Сначала он обустроил дом согласно своим потребностям, потом начал оформлять его согласно своим представлениям об идеале. До него по комнатам были расставлены всякие несуразности, вроде кусков металлолома с пустырей. Он выкинул их вон, направив свой интерес к «прекрасной эпохе», началу века. Ведомый инстинктом, он совершенствовал свой вкус и, подобно художникам модерна, через абстракцию пришел к пониманию основных принципов искусства.

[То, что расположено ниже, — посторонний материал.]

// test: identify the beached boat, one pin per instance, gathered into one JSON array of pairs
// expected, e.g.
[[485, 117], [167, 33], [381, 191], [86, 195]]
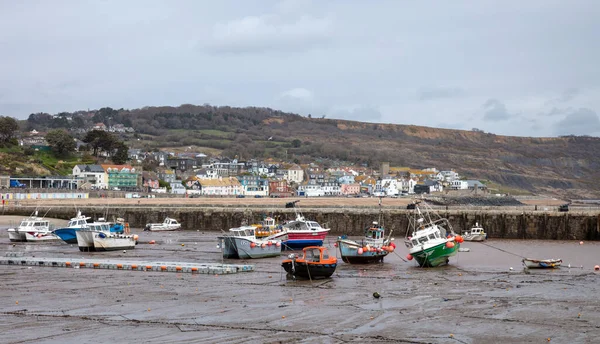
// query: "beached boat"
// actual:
[[41, 236], [372, 248], [300, 232], [104, 236], [33, 224], [113, 241], [314, 263], [476, 233], [168, 224], [68, 234], [241, 242], [430, 238], [541, 263]]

Он понял, что наш век достаточно величествен сам по себе и может обойтись без увлечения античностью. К тем антикварам, к которым раньше мадам Маниак водила его после обеда, он больше не ходил. Он избегал этих торговцев предметами старины, которые плодились, как продавцы сосисок возле ипподромов. На улице Лабоэси они демонстрировали безвкусные поделки XVIII века — сгустки голубого эмалевого неба, такие нелепые рядом с африканскими масками и застывшими конструкциями мастеров-кубистов; на бульваре Распай они выставляли крестьянские сундуки, источенные древесными жуками, специально для этого разводимыми; на площади Вандом дрожали от холода, словно взятые в плен, рахитичные фигурки Девы Марии, выполненные в XV веке. Левис испытывал отвращение, глядя на унылые интерьеры, «редкие вещи», на диваны, при Людовике XVI предназначавшиеся для греховных признаний в полумраке, а теперь освещаемые по ночам в предместье Сент-Оноре мощными автомобильными фарами; на хрупкий саксонский фарфор, подрагивающий от прыгающего курса фунта стерлингов и проезжающих по улице автобусов; ему противны были пухлые руки оценщиков, которые выгоняли несчастную французскую мебель, созданную для тишины, изящных жестов и скромных взглядов, на открытое пространство, где ей не положено было быть и где она часто представала взору перевернутой вверх дном.
6
Даосисты — адепты религиозно-философской школы, основанной в первом тысячелетии до н. э. легендарным древнекитайским мудрецом Лао-цзы. Человек, следуя Дао (буквально — «путь»), достигает единства с природой и совершенства.